Lafontaine and a human guard were already there, already out of their car and waiting, their headlights on and pointing toward the vampires. Reginald could see a shape in the back of the car that had to be Timken. There was also a fourth man in the group, unarmed and unarmored, wearing a tattered suit. He approached Reginald, who’d been driving, and held out his hand. Reginald, guessing, gave him the keys. The man climbed into the Town Car behind them, started it, and drove away. The move struck Reginald as funny, but he decided not to comment. Instead, he looked at Lafontaine and his armed escort across the parking lot, then at Claude.
“I’m glad you understand the need to help the Vampire Nation resolve this,” said Claude. “Despite… you know.”
“If you talk to me again,” said Reginald, “I will try to kill you. I’m sure I’ll fail and you’ll kill me instead, but then you’ll be short one fat genius brain.”

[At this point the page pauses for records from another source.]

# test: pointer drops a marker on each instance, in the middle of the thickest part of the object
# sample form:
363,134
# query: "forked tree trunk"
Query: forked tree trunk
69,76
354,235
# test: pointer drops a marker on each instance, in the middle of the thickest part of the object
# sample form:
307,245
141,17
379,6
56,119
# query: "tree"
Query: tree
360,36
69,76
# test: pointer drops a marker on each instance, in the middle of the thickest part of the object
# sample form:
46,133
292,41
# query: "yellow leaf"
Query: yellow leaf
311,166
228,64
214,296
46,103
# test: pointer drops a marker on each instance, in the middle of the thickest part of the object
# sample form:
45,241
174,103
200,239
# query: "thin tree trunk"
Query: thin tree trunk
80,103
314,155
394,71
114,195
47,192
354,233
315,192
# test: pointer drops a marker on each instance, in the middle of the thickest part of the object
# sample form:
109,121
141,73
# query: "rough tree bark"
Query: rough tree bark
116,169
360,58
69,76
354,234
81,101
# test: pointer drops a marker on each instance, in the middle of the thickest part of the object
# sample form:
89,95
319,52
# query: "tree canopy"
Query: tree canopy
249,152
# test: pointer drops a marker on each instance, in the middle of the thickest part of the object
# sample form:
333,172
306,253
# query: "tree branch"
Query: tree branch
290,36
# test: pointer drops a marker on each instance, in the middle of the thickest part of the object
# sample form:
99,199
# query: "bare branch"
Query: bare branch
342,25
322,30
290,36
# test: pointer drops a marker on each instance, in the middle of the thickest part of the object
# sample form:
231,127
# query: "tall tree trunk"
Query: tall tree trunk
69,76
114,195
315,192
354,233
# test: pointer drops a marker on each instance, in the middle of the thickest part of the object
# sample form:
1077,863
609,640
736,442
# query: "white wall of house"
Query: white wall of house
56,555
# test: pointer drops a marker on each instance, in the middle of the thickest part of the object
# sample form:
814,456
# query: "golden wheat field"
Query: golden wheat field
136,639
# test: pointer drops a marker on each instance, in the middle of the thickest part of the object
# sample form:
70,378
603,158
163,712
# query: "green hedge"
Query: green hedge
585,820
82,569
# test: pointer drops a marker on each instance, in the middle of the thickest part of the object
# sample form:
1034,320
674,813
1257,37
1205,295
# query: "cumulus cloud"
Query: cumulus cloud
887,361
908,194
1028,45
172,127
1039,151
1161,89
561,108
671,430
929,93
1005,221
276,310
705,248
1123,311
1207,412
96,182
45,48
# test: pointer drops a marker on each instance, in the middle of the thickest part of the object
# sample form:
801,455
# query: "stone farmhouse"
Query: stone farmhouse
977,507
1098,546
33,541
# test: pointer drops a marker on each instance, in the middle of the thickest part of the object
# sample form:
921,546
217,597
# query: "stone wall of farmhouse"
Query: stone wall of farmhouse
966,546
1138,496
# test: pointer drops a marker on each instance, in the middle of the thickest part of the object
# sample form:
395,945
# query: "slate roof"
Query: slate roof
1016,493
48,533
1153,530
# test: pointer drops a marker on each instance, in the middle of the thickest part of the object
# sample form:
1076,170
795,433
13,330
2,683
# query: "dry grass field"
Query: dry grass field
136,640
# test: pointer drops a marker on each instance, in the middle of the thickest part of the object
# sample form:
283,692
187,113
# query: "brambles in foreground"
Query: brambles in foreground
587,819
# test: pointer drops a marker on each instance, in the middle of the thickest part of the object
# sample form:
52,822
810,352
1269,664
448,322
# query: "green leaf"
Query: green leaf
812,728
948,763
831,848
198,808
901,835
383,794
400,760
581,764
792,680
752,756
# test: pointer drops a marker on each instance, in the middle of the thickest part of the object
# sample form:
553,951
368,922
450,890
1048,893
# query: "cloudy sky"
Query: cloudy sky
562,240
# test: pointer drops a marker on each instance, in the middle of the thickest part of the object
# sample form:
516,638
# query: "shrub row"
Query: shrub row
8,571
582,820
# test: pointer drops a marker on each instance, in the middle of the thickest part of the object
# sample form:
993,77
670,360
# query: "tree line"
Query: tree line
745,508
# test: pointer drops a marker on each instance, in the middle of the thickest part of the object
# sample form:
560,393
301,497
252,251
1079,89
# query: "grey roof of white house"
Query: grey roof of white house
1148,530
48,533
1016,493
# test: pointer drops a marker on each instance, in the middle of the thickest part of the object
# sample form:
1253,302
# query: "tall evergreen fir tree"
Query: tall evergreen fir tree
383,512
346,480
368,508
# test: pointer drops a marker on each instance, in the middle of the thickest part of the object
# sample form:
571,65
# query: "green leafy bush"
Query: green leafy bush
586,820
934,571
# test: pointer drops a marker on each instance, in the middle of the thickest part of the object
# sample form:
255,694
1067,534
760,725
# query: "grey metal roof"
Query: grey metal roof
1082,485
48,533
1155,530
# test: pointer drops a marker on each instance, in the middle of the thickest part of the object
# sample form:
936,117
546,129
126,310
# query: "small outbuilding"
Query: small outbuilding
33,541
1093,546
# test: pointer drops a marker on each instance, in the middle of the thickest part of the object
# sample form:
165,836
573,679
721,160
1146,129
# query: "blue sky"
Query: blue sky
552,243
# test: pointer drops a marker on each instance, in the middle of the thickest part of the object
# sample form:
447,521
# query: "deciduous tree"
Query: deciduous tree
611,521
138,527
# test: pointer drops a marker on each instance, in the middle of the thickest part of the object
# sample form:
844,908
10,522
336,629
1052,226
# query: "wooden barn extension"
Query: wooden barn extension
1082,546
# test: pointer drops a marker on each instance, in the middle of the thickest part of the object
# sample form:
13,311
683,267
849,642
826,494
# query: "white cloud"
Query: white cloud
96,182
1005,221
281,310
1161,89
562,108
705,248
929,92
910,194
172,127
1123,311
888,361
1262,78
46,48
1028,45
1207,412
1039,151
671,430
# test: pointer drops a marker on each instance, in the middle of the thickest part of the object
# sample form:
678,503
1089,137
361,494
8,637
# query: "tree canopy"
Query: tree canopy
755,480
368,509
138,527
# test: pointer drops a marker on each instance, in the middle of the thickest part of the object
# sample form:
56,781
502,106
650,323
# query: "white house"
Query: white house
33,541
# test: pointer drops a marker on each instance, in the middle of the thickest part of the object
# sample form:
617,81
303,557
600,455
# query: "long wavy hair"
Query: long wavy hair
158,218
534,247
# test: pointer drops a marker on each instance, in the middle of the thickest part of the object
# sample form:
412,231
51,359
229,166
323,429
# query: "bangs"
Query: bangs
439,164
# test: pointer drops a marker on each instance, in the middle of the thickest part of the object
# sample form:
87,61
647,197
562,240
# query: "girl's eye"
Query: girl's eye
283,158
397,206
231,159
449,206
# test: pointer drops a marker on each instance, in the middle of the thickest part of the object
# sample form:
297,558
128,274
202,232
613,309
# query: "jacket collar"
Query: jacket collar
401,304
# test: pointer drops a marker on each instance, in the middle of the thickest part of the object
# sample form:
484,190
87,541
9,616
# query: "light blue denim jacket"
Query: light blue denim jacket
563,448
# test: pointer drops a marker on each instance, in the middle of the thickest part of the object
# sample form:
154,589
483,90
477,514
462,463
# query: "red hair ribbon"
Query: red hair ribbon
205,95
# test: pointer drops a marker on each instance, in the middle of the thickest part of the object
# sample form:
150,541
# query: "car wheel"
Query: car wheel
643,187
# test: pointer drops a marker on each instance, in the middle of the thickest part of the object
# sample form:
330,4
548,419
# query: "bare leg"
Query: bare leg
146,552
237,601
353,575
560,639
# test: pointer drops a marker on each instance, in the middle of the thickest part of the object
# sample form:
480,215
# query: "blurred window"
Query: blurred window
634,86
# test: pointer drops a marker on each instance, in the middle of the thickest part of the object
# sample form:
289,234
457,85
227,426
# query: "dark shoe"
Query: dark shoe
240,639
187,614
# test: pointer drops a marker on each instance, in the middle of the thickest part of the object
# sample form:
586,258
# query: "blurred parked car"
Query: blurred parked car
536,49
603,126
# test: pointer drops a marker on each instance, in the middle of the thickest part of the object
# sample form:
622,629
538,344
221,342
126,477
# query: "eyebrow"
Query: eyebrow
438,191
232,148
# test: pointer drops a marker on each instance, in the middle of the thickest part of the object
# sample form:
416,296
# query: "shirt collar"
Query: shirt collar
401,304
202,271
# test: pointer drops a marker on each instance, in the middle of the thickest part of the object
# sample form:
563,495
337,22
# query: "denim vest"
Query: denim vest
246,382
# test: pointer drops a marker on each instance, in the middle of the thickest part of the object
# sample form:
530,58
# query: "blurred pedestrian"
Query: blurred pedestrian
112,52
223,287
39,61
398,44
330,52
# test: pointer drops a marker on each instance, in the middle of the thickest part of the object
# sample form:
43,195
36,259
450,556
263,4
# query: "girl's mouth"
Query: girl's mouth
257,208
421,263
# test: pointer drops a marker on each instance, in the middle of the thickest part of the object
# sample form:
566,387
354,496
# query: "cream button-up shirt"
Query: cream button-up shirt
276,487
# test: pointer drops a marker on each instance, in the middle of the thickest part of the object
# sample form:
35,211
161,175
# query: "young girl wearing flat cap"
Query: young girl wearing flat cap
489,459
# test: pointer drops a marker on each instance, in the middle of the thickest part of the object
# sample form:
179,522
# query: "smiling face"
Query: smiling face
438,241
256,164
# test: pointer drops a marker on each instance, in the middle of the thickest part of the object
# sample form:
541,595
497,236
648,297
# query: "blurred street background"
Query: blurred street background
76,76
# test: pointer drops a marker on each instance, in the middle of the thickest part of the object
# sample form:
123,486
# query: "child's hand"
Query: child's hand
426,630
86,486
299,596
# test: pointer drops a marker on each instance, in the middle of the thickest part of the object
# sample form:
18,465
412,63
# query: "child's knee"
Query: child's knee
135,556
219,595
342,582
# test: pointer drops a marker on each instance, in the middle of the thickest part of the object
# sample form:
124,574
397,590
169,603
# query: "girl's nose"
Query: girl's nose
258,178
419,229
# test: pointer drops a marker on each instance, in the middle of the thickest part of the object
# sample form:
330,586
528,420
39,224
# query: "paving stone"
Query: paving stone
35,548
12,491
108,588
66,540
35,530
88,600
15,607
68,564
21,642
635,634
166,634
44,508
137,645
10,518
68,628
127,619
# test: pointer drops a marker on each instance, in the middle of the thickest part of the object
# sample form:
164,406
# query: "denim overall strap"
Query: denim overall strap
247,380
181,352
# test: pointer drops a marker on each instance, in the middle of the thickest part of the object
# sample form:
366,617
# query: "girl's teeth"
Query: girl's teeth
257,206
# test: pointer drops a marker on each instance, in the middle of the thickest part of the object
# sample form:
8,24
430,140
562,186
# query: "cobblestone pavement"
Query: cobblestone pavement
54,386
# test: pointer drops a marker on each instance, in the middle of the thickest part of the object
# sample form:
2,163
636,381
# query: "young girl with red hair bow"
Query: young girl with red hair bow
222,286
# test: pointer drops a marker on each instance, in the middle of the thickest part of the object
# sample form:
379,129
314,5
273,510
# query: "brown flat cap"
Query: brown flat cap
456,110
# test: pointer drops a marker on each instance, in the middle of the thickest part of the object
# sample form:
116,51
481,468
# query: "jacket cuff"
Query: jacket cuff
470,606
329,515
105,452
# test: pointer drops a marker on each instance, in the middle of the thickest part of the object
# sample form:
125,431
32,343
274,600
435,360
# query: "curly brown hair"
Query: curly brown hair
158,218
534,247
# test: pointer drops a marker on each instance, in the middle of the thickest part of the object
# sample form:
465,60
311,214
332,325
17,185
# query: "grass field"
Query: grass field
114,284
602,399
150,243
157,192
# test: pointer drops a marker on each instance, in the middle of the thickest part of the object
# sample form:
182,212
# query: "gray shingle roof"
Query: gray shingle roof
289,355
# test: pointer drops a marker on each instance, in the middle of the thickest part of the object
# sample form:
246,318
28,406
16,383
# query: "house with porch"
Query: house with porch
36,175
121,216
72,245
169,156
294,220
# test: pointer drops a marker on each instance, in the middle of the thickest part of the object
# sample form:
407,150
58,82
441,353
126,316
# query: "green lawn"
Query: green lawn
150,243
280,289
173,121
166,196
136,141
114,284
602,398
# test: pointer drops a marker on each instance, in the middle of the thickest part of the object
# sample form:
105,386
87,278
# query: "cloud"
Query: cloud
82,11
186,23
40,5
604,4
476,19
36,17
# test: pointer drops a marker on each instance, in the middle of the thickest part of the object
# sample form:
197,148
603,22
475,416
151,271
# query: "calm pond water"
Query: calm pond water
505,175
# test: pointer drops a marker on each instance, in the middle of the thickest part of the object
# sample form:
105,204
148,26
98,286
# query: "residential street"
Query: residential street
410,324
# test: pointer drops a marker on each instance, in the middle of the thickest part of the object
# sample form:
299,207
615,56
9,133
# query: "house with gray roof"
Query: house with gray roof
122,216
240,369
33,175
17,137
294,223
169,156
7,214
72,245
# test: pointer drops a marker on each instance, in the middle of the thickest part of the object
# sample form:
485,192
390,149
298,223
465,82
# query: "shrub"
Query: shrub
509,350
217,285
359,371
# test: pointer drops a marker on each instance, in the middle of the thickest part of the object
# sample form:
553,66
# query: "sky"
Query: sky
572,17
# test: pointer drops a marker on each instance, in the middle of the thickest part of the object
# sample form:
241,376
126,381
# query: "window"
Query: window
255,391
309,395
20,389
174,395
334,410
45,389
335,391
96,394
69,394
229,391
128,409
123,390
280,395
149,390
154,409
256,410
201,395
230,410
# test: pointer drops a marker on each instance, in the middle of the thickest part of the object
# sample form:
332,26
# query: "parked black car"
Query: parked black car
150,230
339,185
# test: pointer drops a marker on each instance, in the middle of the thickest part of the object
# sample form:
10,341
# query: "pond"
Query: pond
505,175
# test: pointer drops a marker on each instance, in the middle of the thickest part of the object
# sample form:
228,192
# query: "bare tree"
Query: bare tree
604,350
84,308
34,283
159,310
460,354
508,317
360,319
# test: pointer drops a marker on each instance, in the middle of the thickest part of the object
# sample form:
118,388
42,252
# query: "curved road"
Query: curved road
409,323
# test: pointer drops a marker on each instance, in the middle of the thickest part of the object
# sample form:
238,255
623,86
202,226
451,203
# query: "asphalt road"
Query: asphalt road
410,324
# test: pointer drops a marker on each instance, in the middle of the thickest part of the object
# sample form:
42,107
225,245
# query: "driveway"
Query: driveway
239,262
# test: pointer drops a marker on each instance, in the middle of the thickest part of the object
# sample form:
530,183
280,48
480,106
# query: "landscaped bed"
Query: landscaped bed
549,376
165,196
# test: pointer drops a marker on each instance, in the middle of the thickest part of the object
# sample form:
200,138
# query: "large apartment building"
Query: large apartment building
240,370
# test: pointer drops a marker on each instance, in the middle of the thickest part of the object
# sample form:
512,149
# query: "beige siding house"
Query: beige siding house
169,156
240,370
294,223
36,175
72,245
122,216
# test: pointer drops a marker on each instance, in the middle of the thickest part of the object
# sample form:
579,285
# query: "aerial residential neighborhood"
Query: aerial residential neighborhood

Reginald was sure that Claude would retort — was
almost hoping he would — but the big man only looked at Reginald and then closed his mouth with a sense of “fair enough.”
Lafontaine, who hadn’t bothered with his sunglasses this time, dragged the shape from the back seat and began walking with it toward the center of the parking lot, back-lit by the other car’s headlights. The guard followed on Lafontaine’s other side. As they came nearer, Reginald could see Timken’s face. His hair was disheveled but he looked otherwise pristine, almost ready for a photo shoot.
Then they stopped, and Reginald suddenly realized that nobody would be entering the building. The exchange would be conducted in the open. That, too, made sense, but Reginald couldn’t help but look over at the building, wondering if it was filled with human snipers.
Lafontaine beckoned. Reginald and Claude walked forward to join them.
Right now, all of the humans at the besieged blood farms would be lining up at the gates. The vampire troops guarding the gates would be allowing them to do so, lowering their weapons. It was all being televised by news crews, and the whole nation was watching. That, Reginald thought, was the hidden reason behind this exchange — the reason Lafontaine had insisted on it. It wasn’t just about freeing the captive humans; it was about changing hearts and minds. The public would see the Vampire Nation regain its leader, but it would also see the Nation allow 75 percent of its blood supply walk away unmolested. The surrender of sustenance would demoralize the vampire world to the point of breaking while simultaneously giving the humans unbridled new levels of hope. In the minds of the watching humans, the righteous would have won. Their cause would have become not just possible… but really just a matter of time.
On his belt, Claude wore a cell phone. This was intended to be straightforward; Claude would use the phone to tell the vampire troops to allow the humans to pass the gates, then Lafontaine would hand Timken over, and then when the blood stock was safely away, Lafontaine would order his troops to retreat. But until those events actually took place, anything could happen. There were guns aimed in every direction, creating a giant Mexican standoff.